L’uscita con cui ieri un tribunale della Louisiana ha sfidato la Corte di Washington bloccando il divieto di aborto entrato in vigore nello Stato appena dopo la pubblicazione del verdetto (come anche in Kentucky e South Dakota) riassume la portata del caos. I giudici di Baton Rouge hanno autorizzato le cliniche a riprendere seduta stante i trattamenti di interruzione della gravidanza. Almeno fino a quando, l’8 luglio, si terrà una nuova udienza. Al momento sono 9 gli Stati in cui l’interruzione della gravidanza è bandita (o fortemente limitata), in altri 12 vigono restrizioni. Il numero nelle prossime settimane potrebbe salire fino a 26.
Lo scenario è incerto in una decina di Stati dove la partita sull’aborto è legata all’esito delle elezioni locali. Tra le realtà in cui l’accesso ai servizi di interruzione della gravidanza non sono in discussione, perché tutelati da consolidate leggi locali, vanno segnalati le fughe in avanti di alcuni governatori determinati a sfruttare la devolution della Corte – se così la si può chiamare – per allargare ulteriormente le maglie dell’aborto.
La California, per esempio, pare intenzionata a inserirlo nella propria costituzione con un emendamento da mettere al voto a novembre. Il titolare del governo locale, Gavin Newsom, ha annunciato anche un accordo con i vicini Oregon e Washington per creare un blocco a difesa delle cliniche abortive che, secondo gli addetti ai lavori, si sono da mesi organizzate per recepire il flusso di donne che migreranno da uno Stato restrittivo a uno permissivo. I democratici temono che la campagna pro-life dei repubblicani possa arrivare al Congresso sfociando in iniziative di portata nazionale. Rischio amplificato dall’esito incerto delle elezioni di midterm da cui, in autunno, potrebbe arrivare uno schiaffo per i democratici.
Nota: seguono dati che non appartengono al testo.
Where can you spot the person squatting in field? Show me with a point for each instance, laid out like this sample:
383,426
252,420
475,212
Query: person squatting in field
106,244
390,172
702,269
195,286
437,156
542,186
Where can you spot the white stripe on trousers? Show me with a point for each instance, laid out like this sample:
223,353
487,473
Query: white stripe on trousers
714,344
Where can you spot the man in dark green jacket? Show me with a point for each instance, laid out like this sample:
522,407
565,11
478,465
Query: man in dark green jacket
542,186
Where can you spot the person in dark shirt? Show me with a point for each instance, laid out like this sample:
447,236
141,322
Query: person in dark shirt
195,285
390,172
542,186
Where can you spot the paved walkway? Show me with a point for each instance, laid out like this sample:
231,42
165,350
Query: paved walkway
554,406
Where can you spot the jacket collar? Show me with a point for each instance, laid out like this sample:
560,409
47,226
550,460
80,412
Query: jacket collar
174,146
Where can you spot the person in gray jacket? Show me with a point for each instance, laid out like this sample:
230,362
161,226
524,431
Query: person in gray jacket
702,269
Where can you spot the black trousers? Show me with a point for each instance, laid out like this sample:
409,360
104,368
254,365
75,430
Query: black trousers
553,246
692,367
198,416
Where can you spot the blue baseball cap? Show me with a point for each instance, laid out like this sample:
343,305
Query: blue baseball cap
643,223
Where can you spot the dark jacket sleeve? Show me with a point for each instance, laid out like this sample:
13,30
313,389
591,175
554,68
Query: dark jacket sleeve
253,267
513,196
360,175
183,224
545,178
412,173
Per questo chiedono al presidente Biden di agire. Ardita è la proposta di proclamare lo stato di emergenza nazionale sull’aborto. Più concreta quella dei deputati che chiedono nell’immediato azioni su tre fronti: fondi a favore delle associazioni che promuovono il controllo delle nascite, garanzie a tutela delle “rotte dell’aborto”, intangibilità dei protocolli relativi all’interruzione chimica della gravidanza. Il ricorso alla pillola Ru486 – mifepristone più misoprostolo – è sempre più diffuso (oltre il 50% degli aborti nel 2020). Soprattutto da quando, l’anno scorso, la Food and Drug Administration (Fda) ne ha approvato l’auto-somministrazione: i farmaci vengono prescritti online dopo consultazione in telemedicina, e consegnati per posta. Pratica facile e veloce che ha visto un boom nelle ore che, venerdì, hanno preceduto la sentenza della Corte.
Al momento è vietata in 19 Stati. Ciò non esclude che possa essere aggirata e, soprattutto, che le donne possano anche solo varcare il confine per ricevere il farmaco a domicilio. Alcune organizzazioni pro-aborto, come «Just the Pill», stanno già organizzando “cliniche mobili” per operare ai confini distribuendo pillole ed effettuando interventi chirurgici. Fa da sfondo allo scenario la polemica sui sei dei nove giudici della Corte Suprema – tre dei quali nominati da Trump tra il 2018 e il 2021 – che hanno firmato la sentenza “rivoluzionaria”. La deputata progressista di New York, Alexandria Ocasio Cortez, ne ha ventilato l’impeachment.